The other day the hardworking staff stumbled upon this Architectural Digest post headlined “10 Buildings People Love to Hate but Shouldn’t: Reconsidering Brutalism, architecture’s most argued-over style.”
Immediately we thought, Boston City Hall has got to be one of them.
And bingo – number three with a bullet.
Boston City Hall was created by the masterful principals of Kallmann McKinnell & Knowles with Campbell, Aldrich & Nulty (also architects) and engineers LeMessurier. Completed in 1968, the building is the centerpiece of the city’s famous (some critics of the design would say “infamous”) Government Center.
Detail of coffered concrete overhangs at Boston City Hall.
Here at the Global Worldwide Headquarters, we’ve long put on the pom poms for Boston’s Brutalist Boondoggle, roundly endorsing New York Times architectural critic Ada Louise Huxtable’s glowing tribute to the new building on the occasion of its 1969 unveiling.
Huxtable’s critical verdict was thoroughly upbeat.
Boston can celebrate with the knowledge that it has produced a superior public building in an age that values cheapness over quality as a form of public virtue. It also has one of the handsomest buildings around, and thus far, one of the least understood.
It is a product of this moment and these times – something that can be said of successful art of any period. And it is a winner, in more ways than one.
Except . . . it’s been a loser in every way since then.
Over a decade ago, the hardwincing staff noted this piece by Boston Globe architectural critic Robert Campbell about “what people would choose for demolition here.”
Ugly is in the eye of the beholder
Readers vote for Boston buildings they’d rather not see
The ugliest building in Greater Boston is Boston City Hall. At least, that’s the opinion of Globe readers. For second ugliest, they’re split between the Government Center Parking Garage and the twin white towers known as Symphony Plaza East and West, which stand at the corner of Massachusetts and Huntington . . .

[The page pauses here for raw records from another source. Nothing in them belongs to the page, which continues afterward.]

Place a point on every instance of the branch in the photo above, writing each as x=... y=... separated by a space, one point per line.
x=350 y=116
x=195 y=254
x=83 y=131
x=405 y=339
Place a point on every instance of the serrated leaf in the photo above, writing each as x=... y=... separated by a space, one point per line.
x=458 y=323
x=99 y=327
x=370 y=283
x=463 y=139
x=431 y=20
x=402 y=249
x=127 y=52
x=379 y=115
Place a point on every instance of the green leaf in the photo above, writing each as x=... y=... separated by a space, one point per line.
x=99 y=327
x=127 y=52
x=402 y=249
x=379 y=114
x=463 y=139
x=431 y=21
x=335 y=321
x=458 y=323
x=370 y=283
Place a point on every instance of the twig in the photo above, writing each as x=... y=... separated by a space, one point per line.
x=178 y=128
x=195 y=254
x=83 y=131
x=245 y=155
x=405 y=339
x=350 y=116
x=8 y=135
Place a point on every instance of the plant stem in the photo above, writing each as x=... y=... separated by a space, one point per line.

Of City Hall, one e-mails, “It’s scary, right out of ‘1984,’ intimidating and grim.’’ Another disses it as “a hideous and disastrously non-functional abomination of a building.’’ And another calls it “a landmark which is infamous, not famous.’’
Campbell himself was “a fan of this powerful, ugly-and-wonderful building, and I look forward to the day when it gets the loving and inventive spruce up it needs and deserves.”
And . . . we’re still waiting.
Oddly enough, two months earlier the Globe Magazine had featured a piece by staffer Sarah Schweitzer headlined, “In praise of ugly buildings: Could this be the decade during which Boston’s most ridiculed are recognized as treasures?” The praise was, shall we say, somewhat less than full-throated.
Resentment of modern buildings was bound to be acute in Boston. We are a city that revels in our history. The mid-century-modern buildings — most notoriously, those that rose in Government Center on the site of the leveled Scollay Square — buried blocks of history to make room for themselves. But the buildings’ defenders say that past sins must be forgiven and that the buildings should be recognized for their own history — that of ushering Boston into the 20th century. When they were built, Boston was suffering from the departure of its manufacturing base. Nothing of note had been built in downtown for decades. The new buildings rising on the skyline were a sign of turnaround. “These buildings countered the perception that Boston was an economic backwater,” says Mark Pasnik, a Boston architect.
That “economic backwater” perception is long gone. But City Hall’s “ugly building” tag will likely live forever.